Now, I'm not a particularly skilled handyman. I don't own any tools aside from a Leatherman and some duct tape, not even a pair of vice grips. But, as one of the manliest men in the world once told me, sometimes the secret to fixing things is to pull off the cover and have a poke around.

I pulled the cover off the furnace to be greeted by darkness. Clearly the pilot light was out. Or perhaps this was a new furnace that has electric ignition and doesn't have a pilot light. But somehow the font for the furnace name didn't exactly scream new furnace to me.


Now the handy Airco corporation had included a set of instructions on how to relight the pilot light.

But I was stuck on the second sentence of step 2. "Light Pilot." Well, how do I do that, I wondered? The pilot light is easy to find when it's glowing a nice shade of blue, but when it's out, how do you find it?

Enter the Internet. A quick search brought up this wonderful page on how to troubleshoot gas furnaces. These instructions also assumed you knew where to hold your lighter when lighting the pilot light, but fortunately their explanation of how the whole system worked allowed me to reason through it. If I'm holding open a valve to relight the pilot light, maybe I should follow the tube the valve is connected to.
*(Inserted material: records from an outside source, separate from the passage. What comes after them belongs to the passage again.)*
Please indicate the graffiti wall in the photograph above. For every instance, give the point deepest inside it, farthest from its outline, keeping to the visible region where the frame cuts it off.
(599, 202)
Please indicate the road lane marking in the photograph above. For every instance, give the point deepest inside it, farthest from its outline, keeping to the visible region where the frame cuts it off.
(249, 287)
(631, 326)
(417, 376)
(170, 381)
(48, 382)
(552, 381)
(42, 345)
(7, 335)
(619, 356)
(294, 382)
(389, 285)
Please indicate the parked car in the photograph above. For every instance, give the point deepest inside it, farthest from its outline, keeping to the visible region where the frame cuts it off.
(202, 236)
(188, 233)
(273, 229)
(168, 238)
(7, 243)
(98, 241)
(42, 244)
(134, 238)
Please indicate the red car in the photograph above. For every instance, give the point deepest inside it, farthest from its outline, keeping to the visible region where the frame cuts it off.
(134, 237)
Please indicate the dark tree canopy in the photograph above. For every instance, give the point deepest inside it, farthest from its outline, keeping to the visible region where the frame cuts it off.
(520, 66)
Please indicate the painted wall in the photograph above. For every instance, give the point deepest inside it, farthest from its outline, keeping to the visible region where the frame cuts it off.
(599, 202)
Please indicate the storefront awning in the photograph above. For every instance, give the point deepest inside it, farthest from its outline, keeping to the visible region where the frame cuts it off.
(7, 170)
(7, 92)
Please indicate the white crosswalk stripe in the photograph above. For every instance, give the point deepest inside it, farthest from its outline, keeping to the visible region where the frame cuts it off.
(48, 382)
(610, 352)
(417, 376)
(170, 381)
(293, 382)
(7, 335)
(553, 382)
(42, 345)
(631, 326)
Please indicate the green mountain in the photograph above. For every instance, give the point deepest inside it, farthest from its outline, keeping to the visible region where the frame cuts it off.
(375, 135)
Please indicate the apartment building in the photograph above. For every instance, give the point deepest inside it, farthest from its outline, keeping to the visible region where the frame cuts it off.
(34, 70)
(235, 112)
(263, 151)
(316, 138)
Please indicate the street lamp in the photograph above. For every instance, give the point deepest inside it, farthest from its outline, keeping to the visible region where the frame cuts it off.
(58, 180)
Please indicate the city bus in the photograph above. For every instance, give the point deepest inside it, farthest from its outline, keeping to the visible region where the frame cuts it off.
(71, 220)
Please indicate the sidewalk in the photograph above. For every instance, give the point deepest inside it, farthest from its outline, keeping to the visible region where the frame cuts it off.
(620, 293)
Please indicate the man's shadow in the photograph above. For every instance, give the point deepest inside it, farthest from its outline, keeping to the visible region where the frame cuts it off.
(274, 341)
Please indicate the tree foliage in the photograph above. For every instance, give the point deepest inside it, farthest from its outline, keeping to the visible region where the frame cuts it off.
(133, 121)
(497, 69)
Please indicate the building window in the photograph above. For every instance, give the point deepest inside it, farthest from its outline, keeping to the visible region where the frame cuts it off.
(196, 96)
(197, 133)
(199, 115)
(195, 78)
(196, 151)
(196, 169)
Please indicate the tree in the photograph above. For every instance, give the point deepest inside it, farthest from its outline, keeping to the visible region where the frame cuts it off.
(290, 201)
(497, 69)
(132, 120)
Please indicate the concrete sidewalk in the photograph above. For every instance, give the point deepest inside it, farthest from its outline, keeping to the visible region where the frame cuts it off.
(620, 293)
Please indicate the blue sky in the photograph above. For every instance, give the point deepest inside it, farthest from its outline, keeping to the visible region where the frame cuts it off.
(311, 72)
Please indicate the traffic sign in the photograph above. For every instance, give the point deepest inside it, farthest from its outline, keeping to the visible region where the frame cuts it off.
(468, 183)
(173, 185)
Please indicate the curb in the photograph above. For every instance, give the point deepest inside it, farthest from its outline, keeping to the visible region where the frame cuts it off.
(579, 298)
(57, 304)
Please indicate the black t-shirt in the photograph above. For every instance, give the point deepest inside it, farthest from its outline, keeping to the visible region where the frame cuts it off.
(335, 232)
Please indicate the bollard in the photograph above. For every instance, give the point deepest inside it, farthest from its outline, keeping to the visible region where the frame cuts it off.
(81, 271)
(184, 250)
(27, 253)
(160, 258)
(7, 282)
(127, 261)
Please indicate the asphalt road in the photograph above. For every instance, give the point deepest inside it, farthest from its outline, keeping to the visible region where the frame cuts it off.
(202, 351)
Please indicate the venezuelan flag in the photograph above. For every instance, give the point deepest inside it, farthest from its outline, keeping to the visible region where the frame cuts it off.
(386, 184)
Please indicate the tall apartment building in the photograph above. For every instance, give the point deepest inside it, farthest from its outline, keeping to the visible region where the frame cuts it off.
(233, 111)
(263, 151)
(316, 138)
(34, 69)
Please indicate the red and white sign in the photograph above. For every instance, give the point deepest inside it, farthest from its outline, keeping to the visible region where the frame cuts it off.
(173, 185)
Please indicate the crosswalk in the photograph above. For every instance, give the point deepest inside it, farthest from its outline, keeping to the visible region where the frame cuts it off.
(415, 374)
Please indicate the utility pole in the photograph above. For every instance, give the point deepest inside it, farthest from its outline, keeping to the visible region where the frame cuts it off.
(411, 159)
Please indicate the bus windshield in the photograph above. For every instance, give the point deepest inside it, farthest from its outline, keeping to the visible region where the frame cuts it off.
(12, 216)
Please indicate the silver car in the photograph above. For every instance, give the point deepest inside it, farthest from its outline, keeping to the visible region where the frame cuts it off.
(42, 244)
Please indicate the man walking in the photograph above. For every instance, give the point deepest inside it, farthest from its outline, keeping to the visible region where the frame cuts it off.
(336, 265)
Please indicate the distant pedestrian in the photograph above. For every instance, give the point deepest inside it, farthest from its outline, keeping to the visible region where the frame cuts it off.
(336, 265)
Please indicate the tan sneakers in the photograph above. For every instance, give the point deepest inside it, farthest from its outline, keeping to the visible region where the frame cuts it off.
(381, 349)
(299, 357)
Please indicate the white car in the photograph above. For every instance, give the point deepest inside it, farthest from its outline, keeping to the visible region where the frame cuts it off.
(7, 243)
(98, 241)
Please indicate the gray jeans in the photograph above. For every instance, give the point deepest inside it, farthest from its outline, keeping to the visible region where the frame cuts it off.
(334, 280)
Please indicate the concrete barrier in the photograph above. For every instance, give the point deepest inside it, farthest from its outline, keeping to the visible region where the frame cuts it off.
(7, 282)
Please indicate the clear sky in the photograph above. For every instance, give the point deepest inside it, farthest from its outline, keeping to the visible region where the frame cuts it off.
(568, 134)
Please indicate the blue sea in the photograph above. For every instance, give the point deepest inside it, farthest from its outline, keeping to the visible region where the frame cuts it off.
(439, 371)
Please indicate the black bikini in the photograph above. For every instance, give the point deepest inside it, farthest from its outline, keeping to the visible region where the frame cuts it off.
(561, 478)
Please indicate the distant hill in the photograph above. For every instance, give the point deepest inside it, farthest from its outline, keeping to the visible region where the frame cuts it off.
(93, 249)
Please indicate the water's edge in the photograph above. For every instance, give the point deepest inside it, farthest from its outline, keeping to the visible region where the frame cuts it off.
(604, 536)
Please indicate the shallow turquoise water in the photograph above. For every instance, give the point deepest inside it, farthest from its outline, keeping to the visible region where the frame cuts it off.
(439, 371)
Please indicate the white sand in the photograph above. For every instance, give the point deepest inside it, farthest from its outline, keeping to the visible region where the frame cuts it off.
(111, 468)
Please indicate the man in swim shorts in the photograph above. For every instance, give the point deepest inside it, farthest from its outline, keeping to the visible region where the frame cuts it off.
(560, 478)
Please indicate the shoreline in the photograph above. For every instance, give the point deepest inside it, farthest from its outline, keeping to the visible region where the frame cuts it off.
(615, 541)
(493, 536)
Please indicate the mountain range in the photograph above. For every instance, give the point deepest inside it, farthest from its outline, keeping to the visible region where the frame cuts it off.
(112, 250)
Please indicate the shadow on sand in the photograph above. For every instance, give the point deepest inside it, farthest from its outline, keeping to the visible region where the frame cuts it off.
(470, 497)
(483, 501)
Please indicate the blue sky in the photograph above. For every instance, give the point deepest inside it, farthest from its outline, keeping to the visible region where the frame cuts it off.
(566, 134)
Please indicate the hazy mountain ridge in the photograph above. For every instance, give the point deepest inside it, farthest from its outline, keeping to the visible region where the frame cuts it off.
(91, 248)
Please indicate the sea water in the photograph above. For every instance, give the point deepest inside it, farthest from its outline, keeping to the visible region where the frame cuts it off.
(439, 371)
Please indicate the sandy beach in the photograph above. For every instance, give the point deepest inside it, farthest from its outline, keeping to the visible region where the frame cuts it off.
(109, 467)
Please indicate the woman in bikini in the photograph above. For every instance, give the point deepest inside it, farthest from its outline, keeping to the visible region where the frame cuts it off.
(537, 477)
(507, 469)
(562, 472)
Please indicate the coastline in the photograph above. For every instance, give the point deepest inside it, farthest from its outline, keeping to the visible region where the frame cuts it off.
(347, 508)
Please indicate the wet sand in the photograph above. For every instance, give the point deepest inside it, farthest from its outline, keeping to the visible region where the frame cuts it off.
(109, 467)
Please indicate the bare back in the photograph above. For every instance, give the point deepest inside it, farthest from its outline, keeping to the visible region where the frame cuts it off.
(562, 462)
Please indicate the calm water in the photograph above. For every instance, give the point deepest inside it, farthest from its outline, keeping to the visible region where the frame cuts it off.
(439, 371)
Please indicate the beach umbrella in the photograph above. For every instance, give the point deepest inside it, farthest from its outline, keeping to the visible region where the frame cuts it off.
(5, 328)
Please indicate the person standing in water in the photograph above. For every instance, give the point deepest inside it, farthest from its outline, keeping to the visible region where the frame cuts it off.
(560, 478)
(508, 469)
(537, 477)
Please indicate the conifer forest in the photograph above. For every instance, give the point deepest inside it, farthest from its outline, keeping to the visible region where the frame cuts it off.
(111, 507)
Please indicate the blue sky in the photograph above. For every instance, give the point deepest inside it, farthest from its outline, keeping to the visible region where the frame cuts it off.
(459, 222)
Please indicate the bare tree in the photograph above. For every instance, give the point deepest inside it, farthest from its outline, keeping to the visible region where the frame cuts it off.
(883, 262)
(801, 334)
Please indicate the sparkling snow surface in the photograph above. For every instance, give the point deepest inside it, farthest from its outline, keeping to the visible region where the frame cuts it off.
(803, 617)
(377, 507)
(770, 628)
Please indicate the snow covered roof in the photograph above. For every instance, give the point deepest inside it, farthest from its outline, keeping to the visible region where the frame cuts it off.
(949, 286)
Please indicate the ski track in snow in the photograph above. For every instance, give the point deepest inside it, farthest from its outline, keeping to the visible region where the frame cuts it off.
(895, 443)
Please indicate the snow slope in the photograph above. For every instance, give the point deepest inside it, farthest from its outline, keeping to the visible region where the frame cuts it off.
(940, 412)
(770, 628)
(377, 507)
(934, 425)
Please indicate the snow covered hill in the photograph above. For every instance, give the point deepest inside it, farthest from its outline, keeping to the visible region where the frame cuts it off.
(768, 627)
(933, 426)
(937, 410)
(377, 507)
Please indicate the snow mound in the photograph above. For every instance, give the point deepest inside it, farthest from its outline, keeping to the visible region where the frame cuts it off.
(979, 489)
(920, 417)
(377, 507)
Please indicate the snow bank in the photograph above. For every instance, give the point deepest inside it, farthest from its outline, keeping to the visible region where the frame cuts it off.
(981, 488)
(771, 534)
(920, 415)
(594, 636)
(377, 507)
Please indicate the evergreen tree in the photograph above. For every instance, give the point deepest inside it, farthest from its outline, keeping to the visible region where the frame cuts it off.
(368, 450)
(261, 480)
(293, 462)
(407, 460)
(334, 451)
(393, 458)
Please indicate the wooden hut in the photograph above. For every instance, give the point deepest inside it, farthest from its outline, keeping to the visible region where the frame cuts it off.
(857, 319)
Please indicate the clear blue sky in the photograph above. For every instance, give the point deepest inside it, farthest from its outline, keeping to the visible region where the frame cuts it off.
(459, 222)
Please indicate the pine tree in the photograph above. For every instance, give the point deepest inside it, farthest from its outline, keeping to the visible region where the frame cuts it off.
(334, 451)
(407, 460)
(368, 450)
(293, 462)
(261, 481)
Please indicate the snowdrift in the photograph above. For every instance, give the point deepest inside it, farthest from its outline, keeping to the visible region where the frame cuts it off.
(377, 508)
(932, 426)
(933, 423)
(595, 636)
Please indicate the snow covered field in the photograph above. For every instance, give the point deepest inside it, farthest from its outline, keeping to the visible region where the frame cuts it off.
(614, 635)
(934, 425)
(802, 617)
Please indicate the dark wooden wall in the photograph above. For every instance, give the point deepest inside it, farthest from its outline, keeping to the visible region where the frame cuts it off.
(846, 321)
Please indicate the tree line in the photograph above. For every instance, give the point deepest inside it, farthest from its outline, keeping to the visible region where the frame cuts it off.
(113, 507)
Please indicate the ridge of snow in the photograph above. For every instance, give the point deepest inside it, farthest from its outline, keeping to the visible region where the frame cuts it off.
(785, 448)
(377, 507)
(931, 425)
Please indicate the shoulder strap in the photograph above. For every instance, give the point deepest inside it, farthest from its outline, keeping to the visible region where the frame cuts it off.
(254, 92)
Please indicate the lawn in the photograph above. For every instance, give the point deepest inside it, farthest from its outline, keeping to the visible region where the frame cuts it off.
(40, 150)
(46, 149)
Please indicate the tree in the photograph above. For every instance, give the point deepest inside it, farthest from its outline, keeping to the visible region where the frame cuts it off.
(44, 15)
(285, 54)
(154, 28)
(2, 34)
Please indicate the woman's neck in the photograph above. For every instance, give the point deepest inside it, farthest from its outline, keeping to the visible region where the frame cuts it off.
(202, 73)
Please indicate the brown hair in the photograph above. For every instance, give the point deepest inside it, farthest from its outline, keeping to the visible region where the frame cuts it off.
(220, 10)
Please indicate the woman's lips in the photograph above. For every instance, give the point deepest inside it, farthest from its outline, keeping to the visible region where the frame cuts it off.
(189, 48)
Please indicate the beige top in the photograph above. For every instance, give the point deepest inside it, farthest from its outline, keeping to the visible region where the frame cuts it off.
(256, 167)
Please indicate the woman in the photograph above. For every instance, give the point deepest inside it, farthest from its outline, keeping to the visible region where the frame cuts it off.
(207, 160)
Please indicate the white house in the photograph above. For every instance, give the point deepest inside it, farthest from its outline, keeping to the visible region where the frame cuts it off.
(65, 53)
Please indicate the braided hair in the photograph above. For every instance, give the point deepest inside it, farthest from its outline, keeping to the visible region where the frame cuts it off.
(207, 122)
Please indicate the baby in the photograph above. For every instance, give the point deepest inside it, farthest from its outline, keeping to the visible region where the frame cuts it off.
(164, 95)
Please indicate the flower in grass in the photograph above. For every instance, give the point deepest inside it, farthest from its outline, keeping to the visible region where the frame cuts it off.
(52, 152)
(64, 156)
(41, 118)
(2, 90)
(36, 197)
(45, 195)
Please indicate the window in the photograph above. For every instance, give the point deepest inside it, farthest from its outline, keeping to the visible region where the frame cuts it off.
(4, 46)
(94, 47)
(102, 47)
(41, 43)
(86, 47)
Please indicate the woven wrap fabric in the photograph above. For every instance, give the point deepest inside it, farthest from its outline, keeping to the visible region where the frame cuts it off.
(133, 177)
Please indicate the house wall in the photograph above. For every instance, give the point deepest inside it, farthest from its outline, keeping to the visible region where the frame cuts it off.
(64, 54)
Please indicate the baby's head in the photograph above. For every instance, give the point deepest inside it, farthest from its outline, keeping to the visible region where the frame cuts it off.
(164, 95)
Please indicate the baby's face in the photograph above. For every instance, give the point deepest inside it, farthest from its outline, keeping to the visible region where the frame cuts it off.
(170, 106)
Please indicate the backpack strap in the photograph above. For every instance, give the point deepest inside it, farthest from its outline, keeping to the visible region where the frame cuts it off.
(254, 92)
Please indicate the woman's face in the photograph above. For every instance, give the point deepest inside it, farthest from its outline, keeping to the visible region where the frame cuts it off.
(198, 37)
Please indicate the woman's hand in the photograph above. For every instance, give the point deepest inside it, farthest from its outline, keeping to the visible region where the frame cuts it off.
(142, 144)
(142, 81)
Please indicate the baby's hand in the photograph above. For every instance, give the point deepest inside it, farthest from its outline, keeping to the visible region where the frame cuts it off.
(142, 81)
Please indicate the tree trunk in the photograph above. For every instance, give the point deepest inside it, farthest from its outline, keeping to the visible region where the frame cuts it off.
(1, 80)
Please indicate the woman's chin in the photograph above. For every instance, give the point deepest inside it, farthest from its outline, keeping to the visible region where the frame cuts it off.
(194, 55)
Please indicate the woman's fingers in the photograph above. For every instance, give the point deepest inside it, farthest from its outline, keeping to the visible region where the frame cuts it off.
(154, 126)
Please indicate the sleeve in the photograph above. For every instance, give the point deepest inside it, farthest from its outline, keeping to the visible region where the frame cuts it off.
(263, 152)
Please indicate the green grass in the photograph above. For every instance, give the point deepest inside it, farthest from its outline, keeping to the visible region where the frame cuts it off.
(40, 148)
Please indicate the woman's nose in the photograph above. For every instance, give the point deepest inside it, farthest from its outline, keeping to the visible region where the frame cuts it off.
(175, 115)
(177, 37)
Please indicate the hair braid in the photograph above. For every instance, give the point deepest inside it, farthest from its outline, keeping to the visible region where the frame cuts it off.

Voila, pilot light burner found.

Sadly, the pilot light wouldn't stay lit. But oh sweet sweet Internet, you held my hand through this problem too. A quick trip to the hardware store, $8 for a new thermocouple and we have heat again.


Would I have been able or willing to repair a gas furnace without the Internet? Not a chance. But thanks to the modern information age I sit here toasty and warm, with the happy satisfaction of having fixed the problem myself. Maybe I'll go buy some tools.